Irving, like most people who are seen as opposing the public narrative, was shamed for his choices with comments that he was “selfish” and “should retire.” This has been a common theme with people who are seen as opposing the COVID-19 vaccine and any of these protocols put in place. 

But it then circles back this question: Why would he do this?

This is America, the land of the free and home of the brave. This country was constructed on the idea that the citizens could be self-dependent and have the opportunity to speak up when they see anything they find distasteful. Sure, people may have different opinions, but it is okay to disagree on things without ostracizing others and shaming them for disagreeing with the public narrative. 

I write this not as a consistent voter, nor supporter of democrat or republican politicians. I do not care about the choices that people make or how they go about their beliefs. I certainly disagree with things as most people do, but canceling people because of disagreements in their personal opinions is the antithesis of what this country was built on.

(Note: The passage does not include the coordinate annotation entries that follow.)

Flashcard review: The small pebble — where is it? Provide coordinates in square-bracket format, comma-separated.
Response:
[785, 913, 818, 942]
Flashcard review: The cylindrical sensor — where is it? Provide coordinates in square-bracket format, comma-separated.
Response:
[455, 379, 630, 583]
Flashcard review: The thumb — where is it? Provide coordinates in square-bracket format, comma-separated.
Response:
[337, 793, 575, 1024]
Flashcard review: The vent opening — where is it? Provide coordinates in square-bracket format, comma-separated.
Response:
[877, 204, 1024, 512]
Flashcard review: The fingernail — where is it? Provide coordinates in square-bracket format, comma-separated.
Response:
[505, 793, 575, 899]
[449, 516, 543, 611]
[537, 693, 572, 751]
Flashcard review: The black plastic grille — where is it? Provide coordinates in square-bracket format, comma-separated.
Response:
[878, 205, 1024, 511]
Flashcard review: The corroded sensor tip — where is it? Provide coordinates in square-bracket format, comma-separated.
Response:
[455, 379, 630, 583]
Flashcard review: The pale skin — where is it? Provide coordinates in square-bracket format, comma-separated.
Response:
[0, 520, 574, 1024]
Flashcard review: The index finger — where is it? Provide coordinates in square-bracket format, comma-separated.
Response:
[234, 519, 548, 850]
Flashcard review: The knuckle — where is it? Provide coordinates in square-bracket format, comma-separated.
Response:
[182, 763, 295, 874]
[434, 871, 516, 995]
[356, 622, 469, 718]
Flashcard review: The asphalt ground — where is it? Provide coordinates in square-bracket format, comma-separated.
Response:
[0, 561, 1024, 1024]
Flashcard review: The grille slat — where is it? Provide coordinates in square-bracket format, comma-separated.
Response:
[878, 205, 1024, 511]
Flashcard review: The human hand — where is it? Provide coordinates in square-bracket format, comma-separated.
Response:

The vaccination hysteria in our society has to end, not just for professional athletes and the elites, but for everyone in general. If people are not vaccinated, that is their own choice and it is unfair to ban them from participating in society. Irving choosing not to be vaccinated was his choice, nobody forced him to do it, but he made that decision as a 30 year old man who gets north of $40 million to play basketball. Shaming people for not being vaccinated is madness, and it is time to return to times when someone’s vaccination status didn’t determine if they can be active members of society.

Thomas Aiello, FCRH ’23, is a journalism major from Allendale, N.J.